La différence ici vient davantage de l’objet qu’est la voiture autonome. On interagit tous les jours avec des objets dangereux, mais quand il nous arrive quelque chose, c’est parce qu’il y a eu erreur ou mauvaise utilisation. Or, avec la voiture autonome, pour la première fois, un objet que nous pourrions acheter, tout en le sachant programmé pour tuer dans certaines circonstances, est au centre du dilemme.
Le débat sur la programmation des voitures autonomes rappelle le dilemme du tramway, introduit par le philosophe anglais Philippa Foot en 1967. Mais certains lui ont répondu que cette expérience de pensée était si peu réaliste qu’elle ne prouvait rien.
Dans le dilemme du tramway, le conducteur du véhicule hors de contrôle a le choix entre deux voies, l’une occupée par cinq personnes, l’autre par une seule personne. En imaginant cette situation, beaucoup optent pour la solution du moindre mal. Sans savoir ce qu’eux-mêmes feraient en situation réelle. En tant que conducteur, on n’a jamais le temps et la lucidité de prendre une décision morale lorsque l’accident survient. On a beau réfléchir à ce que l’on ferait ou ce que l’on aimerait être capable de faire, on ne peut pas se programmer soi-même pour en avoir la garantie.
Avec la voiture autonome, il n’est plus question d’une expérience de pensée mais d’un engagement personnel : la voiture que j’achète est programmée pour assurer cette décision.
Une régulation qui imposerait la voiture faisant le moins de morts possible serait-elle contre-productive, en dissuadant les potentiels acheteurs de cette technologie ?
Le dilemme de la voiture autonome nous amène à une situation paradoxale : même s’il y a consensus sur la voiture utilitariste, la régulation en faveur de ce type de programmation diviserait les intentions d’achat par trois. En voulant sauver le plus grand nombre, la régulation ne ferait que freiner l’adoption d’une technologie qui a justement pour fonction de diminuer le nombre d’accidents. L’alternative où la voiture autonome doit soit tuer soit s’autodétruire marque les esprits au point d’influer sur les intentions d’achat, alors qu’elle est statistiquement très marginale. Mais il ne faut pas oublier que le problème étant nouveau, les réactions sont neuves. Elles vont probablement évoluer au fur et à mesure que le débat entrera dans la sphère publique.
Pourquoi les préférences en viendraient-elles à changer ?
Le consensus moral sur la voiture utilitariste est en lui-même un fait surprenant. En réalisant cette étude, nous-mêmes ne nous attendions pas à ce que les résultats soient aussi uniformes, y compris dans des situations où l’on demande aux gens d’imaginer par exemple que leur enfant se trouve dans la voiture.
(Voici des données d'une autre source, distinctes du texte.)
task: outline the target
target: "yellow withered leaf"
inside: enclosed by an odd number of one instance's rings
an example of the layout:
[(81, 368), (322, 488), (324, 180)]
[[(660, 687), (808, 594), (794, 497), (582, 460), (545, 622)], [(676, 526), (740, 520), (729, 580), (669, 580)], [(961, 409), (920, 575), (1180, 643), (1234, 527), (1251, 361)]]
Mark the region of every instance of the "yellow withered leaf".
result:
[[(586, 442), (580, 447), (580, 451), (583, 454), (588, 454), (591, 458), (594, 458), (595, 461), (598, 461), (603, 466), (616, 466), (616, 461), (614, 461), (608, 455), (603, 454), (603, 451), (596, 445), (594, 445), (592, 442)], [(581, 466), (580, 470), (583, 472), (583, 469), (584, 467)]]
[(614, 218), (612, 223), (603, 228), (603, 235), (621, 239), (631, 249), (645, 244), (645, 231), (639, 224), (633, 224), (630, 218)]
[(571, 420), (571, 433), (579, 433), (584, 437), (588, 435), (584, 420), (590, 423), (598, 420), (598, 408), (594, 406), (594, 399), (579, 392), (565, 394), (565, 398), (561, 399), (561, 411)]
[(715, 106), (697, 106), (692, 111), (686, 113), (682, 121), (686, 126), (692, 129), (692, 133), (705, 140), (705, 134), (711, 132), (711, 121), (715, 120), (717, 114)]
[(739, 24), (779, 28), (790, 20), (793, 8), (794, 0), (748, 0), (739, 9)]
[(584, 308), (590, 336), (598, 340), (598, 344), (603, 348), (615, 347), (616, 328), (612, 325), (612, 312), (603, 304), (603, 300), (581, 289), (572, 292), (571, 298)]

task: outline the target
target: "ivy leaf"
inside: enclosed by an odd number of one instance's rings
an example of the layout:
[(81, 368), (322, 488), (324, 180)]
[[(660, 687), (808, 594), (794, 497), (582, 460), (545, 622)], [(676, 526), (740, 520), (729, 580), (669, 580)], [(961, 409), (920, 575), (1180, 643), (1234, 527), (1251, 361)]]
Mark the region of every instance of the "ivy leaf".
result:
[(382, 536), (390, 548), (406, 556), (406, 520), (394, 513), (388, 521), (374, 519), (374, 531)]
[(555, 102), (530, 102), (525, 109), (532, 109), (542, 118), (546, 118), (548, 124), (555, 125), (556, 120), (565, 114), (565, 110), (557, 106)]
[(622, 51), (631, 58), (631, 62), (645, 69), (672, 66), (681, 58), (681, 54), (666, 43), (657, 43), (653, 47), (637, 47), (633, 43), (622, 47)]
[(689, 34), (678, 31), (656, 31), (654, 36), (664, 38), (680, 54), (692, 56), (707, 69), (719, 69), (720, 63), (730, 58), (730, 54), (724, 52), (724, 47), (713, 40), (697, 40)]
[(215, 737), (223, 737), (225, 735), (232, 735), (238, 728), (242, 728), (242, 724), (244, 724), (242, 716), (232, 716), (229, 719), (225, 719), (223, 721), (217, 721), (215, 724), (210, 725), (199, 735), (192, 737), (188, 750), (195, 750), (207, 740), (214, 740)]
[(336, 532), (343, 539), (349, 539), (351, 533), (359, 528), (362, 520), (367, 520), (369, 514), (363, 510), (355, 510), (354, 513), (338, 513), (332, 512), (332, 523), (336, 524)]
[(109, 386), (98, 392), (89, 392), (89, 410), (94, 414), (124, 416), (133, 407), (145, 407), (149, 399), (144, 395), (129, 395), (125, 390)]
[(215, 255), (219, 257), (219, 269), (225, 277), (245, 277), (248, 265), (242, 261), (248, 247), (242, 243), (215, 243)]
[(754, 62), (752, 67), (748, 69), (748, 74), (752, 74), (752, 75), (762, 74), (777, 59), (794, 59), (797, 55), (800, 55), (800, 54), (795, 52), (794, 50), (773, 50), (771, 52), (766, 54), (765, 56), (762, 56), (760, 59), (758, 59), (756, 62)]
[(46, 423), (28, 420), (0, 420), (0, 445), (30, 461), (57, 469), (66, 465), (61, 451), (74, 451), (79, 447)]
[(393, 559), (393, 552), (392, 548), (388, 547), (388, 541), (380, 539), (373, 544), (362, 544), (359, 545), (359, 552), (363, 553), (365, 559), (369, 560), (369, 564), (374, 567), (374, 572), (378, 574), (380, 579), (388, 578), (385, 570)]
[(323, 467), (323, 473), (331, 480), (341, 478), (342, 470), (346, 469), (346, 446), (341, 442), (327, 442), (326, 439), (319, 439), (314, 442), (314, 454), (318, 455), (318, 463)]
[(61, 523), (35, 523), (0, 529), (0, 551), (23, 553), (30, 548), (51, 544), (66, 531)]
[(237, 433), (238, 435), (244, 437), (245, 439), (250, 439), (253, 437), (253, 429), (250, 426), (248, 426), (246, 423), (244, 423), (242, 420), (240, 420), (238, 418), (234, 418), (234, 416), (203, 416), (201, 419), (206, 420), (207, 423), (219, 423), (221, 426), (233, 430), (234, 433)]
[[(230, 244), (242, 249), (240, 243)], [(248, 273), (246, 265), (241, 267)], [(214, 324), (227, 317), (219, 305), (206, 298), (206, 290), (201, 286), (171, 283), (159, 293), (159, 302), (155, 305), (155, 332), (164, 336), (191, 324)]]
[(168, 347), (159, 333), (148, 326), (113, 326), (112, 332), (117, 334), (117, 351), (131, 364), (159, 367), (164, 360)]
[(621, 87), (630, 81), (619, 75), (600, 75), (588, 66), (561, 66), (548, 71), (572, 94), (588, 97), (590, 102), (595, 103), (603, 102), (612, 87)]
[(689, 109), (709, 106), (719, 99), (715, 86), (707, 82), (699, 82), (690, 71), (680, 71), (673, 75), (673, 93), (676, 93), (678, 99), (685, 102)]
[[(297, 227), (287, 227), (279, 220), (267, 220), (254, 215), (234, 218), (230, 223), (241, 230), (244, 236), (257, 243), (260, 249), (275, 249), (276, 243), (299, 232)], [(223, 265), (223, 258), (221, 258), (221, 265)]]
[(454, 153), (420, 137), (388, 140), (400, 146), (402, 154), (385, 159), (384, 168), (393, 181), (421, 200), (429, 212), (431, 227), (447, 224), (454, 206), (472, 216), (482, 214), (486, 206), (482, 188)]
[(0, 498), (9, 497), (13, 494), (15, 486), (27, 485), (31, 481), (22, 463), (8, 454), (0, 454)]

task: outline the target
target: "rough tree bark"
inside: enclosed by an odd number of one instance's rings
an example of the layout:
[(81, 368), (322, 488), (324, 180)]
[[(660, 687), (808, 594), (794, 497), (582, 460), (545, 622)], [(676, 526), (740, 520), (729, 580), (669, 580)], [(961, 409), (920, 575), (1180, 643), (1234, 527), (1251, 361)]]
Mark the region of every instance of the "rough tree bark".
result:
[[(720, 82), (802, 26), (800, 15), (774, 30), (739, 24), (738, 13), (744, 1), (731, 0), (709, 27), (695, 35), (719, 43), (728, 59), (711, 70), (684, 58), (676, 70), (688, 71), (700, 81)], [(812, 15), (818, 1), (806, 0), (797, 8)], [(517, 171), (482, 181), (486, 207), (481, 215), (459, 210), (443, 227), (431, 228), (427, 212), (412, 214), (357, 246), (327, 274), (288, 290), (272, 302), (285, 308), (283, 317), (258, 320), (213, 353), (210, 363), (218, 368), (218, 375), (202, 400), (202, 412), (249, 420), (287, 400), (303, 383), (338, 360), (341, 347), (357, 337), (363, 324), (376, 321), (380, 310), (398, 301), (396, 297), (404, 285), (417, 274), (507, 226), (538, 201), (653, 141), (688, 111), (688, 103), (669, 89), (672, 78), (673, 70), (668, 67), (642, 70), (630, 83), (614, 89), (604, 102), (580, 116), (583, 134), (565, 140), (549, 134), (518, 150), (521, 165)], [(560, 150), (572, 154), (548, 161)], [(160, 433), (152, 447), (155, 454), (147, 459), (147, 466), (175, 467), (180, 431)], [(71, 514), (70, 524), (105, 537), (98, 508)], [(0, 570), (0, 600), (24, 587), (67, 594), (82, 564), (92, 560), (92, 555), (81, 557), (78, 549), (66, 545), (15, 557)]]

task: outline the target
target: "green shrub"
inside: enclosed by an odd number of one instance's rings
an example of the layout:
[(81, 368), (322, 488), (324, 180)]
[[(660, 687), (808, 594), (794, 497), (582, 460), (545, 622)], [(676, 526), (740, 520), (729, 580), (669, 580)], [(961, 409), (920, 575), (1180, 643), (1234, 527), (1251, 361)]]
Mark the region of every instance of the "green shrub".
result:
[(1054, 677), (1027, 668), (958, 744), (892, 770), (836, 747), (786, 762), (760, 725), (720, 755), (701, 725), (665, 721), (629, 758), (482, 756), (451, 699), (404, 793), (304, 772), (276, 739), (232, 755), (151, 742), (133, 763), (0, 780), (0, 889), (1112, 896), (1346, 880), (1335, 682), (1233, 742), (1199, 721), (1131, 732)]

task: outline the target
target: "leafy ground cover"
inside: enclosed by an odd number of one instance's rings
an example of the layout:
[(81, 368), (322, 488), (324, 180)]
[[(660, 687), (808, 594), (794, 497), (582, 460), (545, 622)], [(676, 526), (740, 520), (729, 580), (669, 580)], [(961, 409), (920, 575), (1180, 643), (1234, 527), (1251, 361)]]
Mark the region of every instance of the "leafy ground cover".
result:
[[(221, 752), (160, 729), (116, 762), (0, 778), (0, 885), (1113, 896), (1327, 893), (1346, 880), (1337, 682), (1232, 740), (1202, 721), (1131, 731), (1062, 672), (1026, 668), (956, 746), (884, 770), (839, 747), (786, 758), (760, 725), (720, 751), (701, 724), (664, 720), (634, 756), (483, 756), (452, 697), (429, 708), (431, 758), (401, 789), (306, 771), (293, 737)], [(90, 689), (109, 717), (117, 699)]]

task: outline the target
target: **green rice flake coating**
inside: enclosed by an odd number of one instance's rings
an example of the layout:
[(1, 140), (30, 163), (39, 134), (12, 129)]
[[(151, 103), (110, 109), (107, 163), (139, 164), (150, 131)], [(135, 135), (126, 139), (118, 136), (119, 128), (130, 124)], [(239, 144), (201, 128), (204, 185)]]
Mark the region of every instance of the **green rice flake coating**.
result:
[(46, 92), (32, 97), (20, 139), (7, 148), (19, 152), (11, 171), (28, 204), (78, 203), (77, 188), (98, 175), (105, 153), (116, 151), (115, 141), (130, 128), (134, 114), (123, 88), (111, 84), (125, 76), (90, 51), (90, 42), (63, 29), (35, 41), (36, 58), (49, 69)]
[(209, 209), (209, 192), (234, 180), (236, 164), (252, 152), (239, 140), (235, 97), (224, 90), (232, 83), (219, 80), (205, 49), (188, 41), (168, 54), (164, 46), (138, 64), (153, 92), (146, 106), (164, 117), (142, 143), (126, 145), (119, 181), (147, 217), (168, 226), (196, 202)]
Et on peut croire à la sincérité des réponses, puisque dans le même temps les participants déclarent qu’ils n’achèteraient pas cette voiture. On peut penser que si les intentions d’achat sont si faibles, c’est parce que le public est incertain quant aux bénéfices des voitures autonomes en matière de sécurité. Mais on peut aussi se demander si cette méfiance ne vient pas du fait qu’on ignore que les autres préfèrent eux aussi la voiture utilitariste.
Si les chiffres continuent de s’accumuler et si la connaissance de cet instantané des préférences grandit, on peut imaginer que les positions individuelles vont bouger. Ce que je suppose de la préférence d’autrui est une donnée importante du calcul. C’est pourquoi le problème de la régulation des voitures autonomes ouvre un débat bien plus large sur l’utilitarisme de nos concitoyens. Il y a peut-être une nouvelle norme sociale en bourgeon.